Halloween is now big with Disney. Really big. Christmas big. I think it is safe to say that Disney now makes as big a deal out of Halloween as they do Christmas. Pumpkins EVERYWHERE. Halloween bunting and signage and snacks and special menu items. The Haunted Mansion gets an entire Fall makeover based on Jack Skellington and the other characters from Tim Burton’s Nightmare Before Christmas. Jack Skellington merchandise is everywhere – he’s the Mickey Mouse of Halloween.

Wandering around Halloweenie Disneyland, I can’t help but wonder – what EXACTLY is Disney celebrating at Halloween? Some concerned Christians would cry out, “Evil!” or “Satan!”

But I don’t think so. I think Disney’s Halloween celebration is a celebration of … Halloween. Every Halloween they celebrate Halloween itself. Which is … um … “a spirit of spooky fun.” And sugar.

“Well, that’s ridiculous!” you say. “They MUST be celebrating SOMETHING.” Is it? Think about it: What does Disney celebrate at Christmas time? The birth of a savior? Heavens no! They celebrate Christmas. Which is … um … “a spirit of sweet, family fun.” And sugar.

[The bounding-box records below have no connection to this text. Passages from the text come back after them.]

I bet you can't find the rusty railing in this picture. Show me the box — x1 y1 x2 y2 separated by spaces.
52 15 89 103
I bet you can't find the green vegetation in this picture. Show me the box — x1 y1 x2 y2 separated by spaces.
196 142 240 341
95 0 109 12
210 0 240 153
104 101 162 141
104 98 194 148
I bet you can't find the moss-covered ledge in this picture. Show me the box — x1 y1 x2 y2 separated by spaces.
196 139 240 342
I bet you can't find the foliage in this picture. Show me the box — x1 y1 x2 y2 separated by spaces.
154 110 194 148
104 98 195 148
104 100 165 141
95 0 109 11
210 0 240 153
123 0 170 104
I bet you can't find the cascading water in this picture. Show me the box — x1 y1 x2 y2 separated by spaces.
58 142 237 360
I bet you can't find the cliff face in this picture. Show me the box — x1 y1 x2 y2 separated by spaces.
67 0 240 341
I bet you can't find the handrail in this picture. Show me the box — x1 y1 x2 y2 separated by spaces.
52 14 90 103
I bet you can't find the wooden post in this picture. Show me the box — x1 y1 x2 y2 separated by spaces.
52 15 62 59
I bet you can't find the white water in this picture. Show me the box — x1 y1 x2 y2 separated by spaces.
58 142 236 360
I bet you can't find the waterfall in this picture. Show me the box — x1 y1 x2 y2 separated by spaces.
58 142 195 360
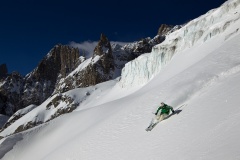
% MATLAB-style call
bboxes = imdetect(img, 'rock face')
[158,24,174,36]
[0,72,24,115]
[0,64,8,80]
[0,45,79,115]
[0,25,180,116]
[22,45,79,106]
[54,34,115,93]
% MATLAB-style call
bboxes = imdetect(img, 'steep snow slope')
[0,0,240,160]
[121,0,240,87]
[3,29,240,160]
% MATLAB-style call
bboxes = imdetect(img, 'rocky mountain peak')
[158,24,174,36]
[0,64,8,79]
[0,44,79,115]
[93,33,112,57]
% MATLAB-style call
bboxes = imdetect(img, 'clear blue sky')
[0,0,225,75]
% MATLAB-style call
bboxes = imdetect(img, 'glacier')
[120,0,240,87]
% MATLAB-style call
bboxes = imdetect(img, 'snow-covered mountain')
[0,0,240,160]
[0,25,168,116]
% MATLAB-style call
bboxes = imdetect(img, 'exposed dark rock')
[0,45,79,115]
[0,72,24,116]
[158,24,174,36]
[0,64,8,80]
[54,34,115,93]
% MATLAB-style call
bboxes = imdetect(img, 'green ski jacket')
[156,104,174,115]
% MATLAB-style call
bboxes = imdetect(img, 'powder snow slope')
[0,0,240,160]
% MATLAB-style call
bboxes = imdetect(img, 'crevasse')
[119,0,240,87]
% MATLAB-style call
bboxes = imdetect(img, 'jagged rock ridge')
[0,45,79,115]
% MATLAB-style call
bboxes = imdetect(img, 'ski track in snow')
[0,0,240,160]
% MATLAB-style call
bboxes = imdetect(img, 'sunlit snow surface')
[0,0,240,160]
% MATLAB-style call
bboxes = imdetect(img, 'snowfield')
[0,0,240,160]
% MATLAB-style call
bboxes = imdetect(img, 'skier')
[146,102,174,131]
[155,102,174,122]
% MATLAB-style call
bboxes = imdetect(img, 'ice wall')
[119,0,240,87]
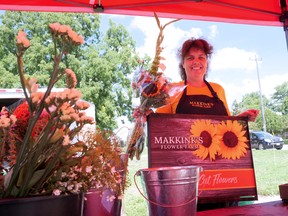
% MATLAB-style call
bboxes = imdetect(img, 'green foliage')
[269,82,288,115]
[232,88,288,134]
[0,11,139,129]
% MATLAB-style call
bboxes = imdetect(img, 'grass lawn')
[122,148,288,216]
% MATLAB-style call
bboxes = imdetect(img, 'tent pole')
[279,0,288,50]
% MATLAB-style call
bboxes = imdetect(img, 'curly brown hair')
[178,37,213,81]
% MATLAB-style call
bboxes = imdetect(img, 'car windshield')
[256,132,273,139]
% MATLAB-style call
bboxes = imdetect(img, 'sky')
[101,15,288,109]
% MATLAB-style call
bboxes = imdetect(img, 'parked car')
[250,131,284,150]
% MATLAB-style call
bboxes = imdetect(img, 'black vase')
[0,194,83,216]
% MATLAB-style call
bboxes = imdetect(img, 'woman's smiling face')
[182,48,208,81]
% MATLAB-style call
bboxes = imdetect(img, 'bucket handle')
[134,171,201,208]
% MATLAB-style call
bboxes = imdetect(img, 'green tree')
[232,92,284,133]
[0,11,138,129]
[269,82,288,115]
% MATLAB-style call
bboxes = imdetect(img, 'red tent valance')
[0,0,286,26]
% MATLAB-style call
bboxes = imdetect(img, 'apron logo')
[189,101,214,109]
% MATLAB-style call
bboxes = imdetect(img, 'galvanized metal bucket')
[134,166,202,216]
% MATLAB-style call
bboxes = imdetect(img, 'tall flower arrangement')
[0,23,126,198]
[127,13,179,160]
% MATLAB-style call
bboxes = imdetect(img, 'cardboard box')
[147,114,258,203]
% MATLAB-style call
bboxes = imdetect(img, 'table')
[197,200,288,216]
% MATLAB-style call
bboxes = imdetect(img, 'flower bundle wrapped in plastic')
[127,13,179,160]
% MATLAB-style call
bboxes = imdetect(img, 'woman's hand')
[238,109,259,122]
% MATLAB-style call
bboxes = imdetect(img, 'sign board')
[147,113,258,203]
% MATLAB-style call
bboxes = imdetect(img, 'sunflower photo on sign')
[147,113,258,203]
[190,119,249,160]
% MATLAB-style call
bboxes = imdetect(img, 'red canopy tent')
[0,0,288,48]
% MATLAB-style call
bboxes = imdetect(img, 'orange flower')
[217,120,248,160]
[190,120,220,160]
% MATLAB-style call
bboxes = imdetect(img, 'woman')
[156,38,259,121]
[156,38,259,211]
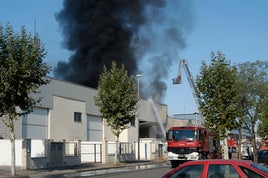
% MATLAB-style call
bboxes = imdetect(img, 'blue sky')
[0,0,268,115]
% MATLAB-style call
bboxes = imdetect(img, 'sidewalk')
[0,160,167,178]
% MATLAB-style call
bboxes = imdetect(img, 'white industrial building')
[0,78,167,142]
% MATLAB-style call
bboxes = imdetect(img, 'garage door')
[87,116,102,141]
[22,108,48,139]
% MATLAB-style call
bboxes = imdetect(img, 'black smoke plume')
[54,0,193,101]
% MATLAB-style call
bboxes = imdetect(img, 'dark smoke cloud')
[54,0,193,101]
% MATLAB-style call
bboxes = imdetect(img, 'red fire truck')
[167,126,217,167]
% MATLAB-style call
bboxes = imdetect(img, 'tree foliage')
[0,24,50,176]
[95,62,138,137]
[95,62,138,163]
[196,52,239,138]
[0,24,49,116]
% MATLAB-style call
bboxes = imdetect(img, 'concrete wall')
[0,139,166,169]
[0,78,167,142]
[49,96,87,140]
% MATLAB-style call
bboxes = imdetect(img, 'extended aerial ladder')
[172,59,203,122]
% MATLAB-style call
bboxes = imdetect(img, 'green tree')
[196,51,239,158]
[0,24,49,176]
[238,61,268,161]
[95,62,138,164]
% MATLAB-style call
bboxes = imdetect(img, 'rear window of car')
[169,164,204,178]
[251,163,268,173]
[207,164,240,178]
[240,166,265,178]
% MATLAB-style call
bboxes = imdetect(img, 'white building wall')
[50,96,87,140]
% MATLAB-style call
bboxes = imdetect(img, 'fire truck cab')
[166,126,214,167]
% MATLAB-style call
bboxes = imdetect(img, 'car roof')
[181,159,253,166]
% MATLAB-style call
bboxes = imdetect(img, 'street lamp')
[136,74,143,161]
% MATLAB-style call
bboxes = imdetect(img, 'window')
[74,112,82,122]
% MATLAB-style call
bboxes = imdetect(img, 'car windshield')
[168,130,198,140]
[251,163,268,173]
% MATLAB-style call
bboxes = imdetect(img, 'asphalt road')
[30,163,172,178]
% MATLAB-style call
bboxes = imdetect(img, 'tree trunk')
[114,136,119,164]
[237,127,242,159]
[223,136,229,159]
[10,119,16,176]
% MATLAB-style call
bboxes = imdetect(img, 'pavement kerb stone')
[0,160,167,178]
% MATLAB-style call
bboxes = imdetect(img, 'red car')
[163,159,268,178]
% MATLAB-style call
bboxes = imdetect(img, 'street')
[30,163,172,178]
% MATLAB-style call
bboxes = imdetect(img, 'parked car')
[258,150,268,163]
[163,159,268,178]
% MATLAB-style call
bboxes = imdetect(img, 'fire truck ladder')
[172,59,203,122]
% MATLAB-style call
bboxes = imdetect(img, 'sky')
[0,0,268,116]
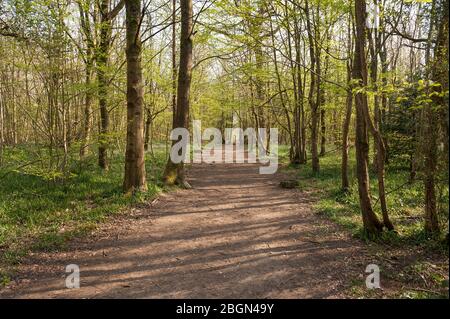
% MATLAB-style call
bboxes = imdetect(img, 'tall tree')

Halloween is skyrocketing in popularity because we as a post-Christian culture find “spooky fun” a lot more interesting that “sweet, family fun.” Spooky trumps sweet. And they both are frosted with heavy doses of sugar, so that point is moot. Halloween is like a frat party for kids, where “beer pong” is replaced with “candy pong.”

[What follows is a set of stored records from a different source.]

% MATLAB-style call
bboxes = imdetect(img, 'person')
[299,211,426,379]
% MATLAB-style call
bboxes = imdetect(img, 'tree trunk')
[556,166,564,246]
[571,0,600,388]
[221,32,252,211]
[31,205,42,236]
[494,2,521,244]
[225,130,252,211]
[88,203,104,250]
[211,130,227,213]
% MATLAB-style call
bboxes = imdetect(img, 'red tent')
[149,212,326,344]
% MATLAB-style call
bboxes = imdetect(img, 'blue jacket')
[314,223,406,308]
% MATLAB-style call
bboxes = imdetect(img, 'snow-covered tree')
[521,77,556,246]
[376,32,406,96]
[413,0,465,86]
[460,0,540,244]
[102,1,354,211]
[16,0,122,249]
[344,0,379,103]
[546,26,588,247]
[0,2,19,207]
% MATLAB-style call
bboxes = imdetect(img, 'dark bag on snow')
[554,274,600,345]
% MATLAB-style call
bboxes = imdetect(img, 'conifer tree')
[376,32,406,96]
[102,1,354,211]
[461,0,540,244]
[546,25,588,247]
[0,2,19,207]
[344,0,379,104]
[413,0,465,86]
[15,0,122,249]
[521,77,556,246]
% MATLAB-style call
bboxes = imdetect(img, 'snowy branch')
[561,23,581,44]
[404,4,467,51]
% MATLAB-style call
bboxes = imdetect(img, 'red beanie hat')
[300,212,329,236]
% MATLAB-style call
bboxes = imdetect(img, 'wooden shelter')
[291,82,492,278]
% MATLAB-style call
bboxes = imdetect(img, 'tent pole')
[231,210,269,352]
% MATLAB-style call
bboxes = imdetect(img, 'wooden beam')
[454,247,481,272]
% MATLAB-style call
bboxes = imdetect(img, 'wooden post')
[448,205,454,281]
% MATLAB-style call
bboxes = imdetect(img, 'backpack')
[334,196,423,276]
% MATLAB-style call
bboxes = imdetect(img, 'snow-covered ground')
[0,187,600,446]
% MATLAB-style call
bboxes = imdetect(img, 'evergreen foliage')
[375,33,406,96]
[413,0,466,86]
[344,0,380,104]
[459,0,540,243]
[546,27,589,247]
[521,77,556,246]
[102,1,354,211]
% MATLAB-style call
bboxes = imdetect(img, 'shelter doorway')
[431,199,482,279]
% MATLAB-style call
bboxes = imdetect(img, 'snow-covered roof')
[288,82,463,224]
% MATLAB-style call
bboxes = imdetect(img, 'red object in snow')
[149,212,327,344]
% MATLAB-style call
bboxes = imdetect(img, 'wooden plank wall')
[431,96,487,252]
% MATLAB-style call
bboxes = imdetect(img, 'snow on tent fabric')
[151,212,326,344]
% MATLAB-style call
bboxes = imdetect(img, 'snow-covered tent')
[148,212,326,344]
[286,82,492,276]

My point being, neither holiday is celebrated for its historical meaning. What we really celebrate in America is celebration itself. We celebrate celebrating. And sugar.

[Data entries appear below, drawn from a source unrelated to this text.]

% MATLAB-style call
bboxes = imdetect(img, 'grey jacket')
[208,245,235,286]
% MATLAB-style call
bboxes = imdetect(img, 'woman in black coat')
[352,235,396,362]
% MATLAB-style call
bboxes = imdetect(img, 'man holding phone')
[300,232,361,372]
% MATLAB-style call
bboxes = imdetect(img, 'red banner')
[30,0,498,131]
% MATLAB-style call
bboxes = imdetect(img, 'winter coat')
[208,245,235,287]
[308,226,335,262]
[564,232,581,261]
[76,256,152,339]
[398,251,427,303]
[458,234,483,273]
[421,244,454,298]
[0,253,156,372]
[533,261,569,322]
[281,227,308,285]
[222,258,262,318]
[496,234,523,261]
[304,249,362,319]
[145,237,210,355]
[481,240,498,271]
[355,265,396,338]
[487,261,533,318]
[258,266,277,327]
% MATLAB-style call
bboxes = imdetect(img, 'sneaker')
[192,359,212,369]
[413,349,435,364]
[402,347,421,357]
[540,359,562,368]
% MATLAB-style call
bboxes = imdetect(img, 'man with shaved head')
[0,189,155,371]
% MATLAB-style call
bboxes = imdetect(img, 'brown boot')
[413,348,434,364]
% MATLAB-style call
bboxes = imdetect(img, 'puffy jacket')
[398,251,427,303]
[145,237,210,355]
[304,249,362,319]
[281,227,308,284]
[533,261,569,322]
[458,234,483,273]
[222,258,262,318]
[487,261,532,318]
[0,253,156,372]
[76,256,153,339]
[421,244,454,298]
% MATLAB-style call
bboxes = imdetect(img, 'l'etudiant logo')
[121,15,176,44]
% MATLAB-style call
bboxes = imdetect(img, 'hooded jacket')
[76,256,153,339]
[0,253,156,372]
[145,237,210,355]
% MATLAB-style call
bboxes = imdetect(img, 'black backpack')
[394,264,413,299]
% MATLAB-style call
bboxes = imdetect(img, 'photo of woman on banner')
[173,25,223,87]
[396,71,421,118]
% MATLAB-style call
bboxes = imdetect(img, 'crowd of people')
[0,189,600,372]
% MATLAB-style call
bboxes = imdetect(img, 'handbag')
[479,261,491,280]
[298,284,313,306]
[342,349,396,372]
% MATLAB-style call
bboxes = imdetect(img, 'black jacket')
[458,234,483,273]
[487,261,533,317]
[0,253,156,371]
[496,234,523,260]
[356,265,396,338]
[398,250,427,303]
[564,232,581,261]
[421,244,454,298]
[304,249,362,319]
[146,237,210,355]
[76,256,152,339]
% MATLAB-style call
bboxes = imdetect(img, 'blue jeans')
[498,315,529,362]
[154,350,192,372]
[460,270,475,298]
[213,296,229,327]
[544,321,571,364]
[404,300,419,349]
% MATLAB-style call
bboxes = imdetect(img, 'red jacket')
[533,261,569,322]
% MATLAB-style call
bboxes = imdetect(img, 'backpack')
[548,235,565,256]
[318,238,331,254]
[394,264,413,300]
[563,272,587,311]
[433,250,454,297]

Needless to say, for most Americans (and the Disney company), Christmas and Halloween are equally meaningless. We celebrate the fun of celebrating the fun. (Be it “spooky” or “sweet.”) And given our current fascination with zombies, vampires and all things darkly supernatural, it’s no wonder that Halloween is starting to kick Christmas’s butt.

Amazingly, in the middle of all this meaningless candy-pong celebration, Linus is still allowed to come out on CBS once each fall and recite Luke 2 in the Charlie Brown Christmas Special. And America tilts it’s collective head to the side like a confused puppy, wondering, “What does THAT have to do with Christmas??”

Empty. Without a cohesive, shared cultural narrative, that’s what our holidays become. Empty. Celebrations of celebrating. With marshmallow Peeps shaped to fit the theme. Sigh. Not that Walt was ever a particularly deep thinker, but I, for one, could use a little more.